Le Premier ministre canadien a jeté l’éponge hier, après neuf années à la tête du gouvernement qui ont abîmé son image et celle du Parti libéral. Le grand invité : Frédéric Boily, professeur de politique canadienne et québécoise à l’université de l’Alberta.

RFI : Quel bilan tirez-vous des années Justin Trudeau à la tête du Canada ?

Frédéric Boily : C'est un bilan contrasté, sous-tendu par deux périodes distinctes. Entre 2015 et 2019, le gouvernement est archi-majoritaire.

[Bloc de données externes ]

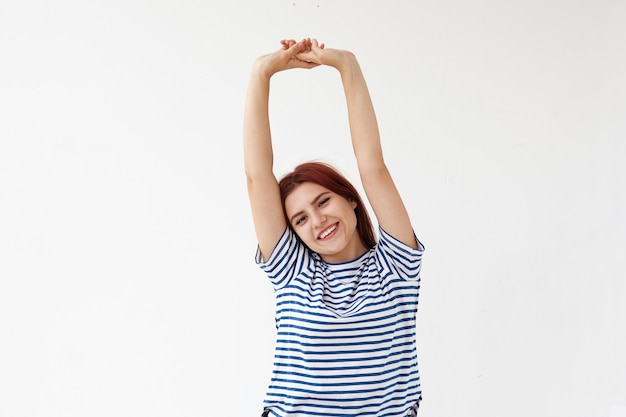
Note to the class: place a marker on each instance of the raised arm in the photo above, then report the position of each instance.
(263, 191)
(378, 184)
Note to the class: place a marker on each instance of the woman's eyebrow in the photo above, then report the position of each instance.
(320, 195)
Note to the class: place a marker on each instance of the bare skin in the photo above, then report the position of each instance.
(263, 191)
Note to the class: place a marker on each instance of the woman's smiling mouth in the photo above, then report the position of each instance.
(328, 231)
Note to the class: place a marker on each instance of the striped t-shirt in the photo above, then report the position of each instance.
(345, 332)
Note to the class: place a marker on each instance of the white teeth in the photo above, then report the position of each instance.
(328, 231)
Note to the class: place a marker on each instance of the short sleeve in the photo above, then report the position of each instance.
(404, 260)
(288, 259)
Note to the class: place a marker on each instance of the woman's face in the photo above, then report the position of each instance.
(325, 222)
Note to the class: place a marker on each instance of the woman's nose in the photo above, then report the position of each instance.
(320, 219)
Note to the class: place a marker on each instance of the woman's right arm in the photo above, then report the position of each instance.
(263, 191)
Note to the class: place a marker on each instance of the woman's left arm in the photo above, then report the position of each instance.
(378, 184)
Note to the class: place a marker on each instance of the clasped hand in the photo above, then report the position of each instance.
(307, 53)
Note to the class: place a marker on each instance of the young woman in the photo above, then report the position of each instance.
(345, 302)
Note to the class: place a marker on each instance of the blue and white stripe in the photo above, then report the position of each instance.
(345, 344)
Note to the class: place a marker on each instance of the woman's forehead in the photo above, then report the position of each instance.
(304, 194)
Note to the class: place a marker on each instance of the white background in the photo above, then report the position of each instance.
(127, 281)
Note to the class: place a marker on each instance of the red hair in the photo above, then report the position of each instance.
(328, 177)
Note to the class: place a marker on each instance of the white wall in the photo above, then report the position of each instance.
(127, 281)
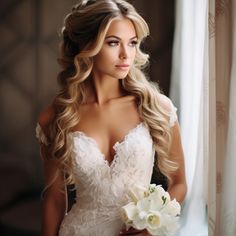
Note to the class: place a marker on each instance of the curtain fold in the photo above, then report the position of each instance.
(189, 87)
(222, 141)
(228, 208)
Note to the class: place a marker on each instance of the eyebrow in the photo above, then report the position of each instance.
(113, 36)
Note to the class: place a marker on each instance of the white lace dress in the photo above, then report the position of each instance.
(101, 189)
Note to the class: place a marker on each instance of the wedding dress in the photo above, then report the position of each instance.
(102, 188)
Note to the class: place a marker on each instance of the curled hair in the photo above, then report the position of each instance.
(83, 36)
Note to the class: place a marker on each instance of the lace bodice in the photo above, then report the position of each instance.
(102, 188)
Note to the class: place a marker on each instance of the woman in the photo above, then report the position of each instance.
(106, 124)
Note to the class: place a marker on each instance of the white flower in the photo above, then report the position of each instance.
(154, 220)
(172, 208)
(138, 192)
(152, 209)
(128, 213)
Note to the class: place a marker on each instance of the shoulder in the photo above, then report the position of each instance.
(168, 107)
(165, 103)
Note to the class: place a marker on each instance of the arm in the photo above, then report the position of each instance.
(178, 188)
(54, 197)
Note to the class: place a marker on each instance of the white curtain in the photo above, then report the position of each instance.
(222, 158)
(228, 208)
(189, 92)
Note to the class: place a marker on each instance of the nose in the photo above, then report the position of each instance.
(124, 54)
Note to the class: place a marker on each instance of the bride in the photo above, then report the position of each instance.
(108, 125)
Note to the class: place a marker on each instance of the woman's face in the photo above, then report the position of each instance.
(118, 51)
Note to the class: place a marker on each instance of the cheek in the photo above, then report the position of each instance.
(105, 57)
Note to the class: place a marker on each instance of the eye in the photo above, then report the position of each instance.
(113, 43)
(133, 43)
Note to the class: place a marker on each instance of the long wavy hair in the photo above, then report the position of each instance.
(83, 34)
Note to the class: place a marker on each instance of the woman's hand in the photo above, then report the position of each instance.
(134, 232)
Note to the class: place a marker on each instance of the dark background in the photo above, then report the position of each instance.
(29, 32)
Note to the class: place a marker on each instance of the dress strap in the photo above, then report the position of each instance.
(40, 135)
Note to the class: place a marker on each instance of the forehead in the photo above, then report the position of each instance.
(122, 28)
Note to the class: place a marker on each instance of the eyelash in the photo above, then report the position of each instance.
(114, 43)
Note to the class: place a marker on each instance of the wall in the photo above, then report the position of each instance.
(28, 69)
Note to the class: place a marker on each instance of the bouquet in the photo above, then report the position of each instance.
(152, 209)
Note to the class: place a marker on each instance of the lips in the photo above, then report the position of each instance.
(122, 66)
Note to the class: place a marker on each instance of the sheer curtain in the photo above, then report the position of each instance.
(222, 174)
(189, 92)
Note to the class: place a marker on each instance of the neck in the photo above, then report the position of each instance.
(104, 89)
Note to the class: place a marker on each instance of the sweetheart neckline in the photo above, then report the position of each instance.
(114, 147)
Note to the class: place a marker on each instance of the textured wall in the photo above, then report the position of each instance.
(28, 69)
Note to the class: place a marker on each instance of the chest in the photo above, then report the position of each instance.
(108, 126)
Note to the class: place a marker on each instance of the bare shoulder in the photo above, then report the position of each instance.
(128, 99)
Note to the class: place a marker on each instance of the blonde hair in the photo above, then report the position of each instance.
(83, 36)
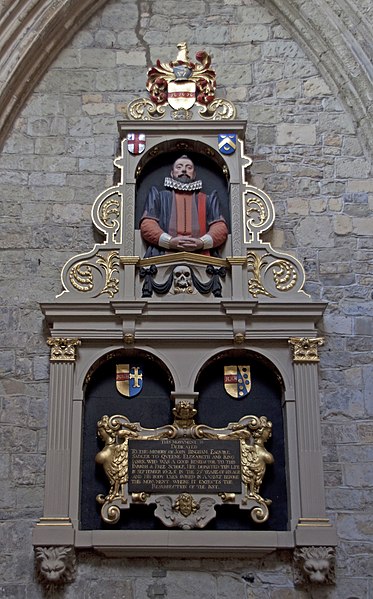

À ce moment-là, Justin Trudeau avait les coudées franches et il a quand même pu initier un certain nombre d'initiatives politiques intéressantes : un processus de réconciliation avec les autochtones, une politique environnementale plus vigoureuse, une véritable défense de la classe moyenne qui s'est surtout manifestée lors de la pandémie. Mais ça s'est dégradé par la suite avec les élections de 2019 et 2021, lorsque le gouvernement a été mis en minorité.

Le vote libéral est resté très efficace, surtout dans les grandes villes. Mais ces résultats électoraux ont aussi montré un pays en train de se fractionner entre l'Est et l'Ouest. Il aurait fallu entendre que le pays était en train de se diviser et apporter les correctifs qui n'ont pas été apportés, soit par entêtement politique, soit par aveuglement idéologique.

On a la sensation que la popularité de Justin Trudeau s'est usée à l'épreuve du pouvoir et que son image en a beaucoup souffert ?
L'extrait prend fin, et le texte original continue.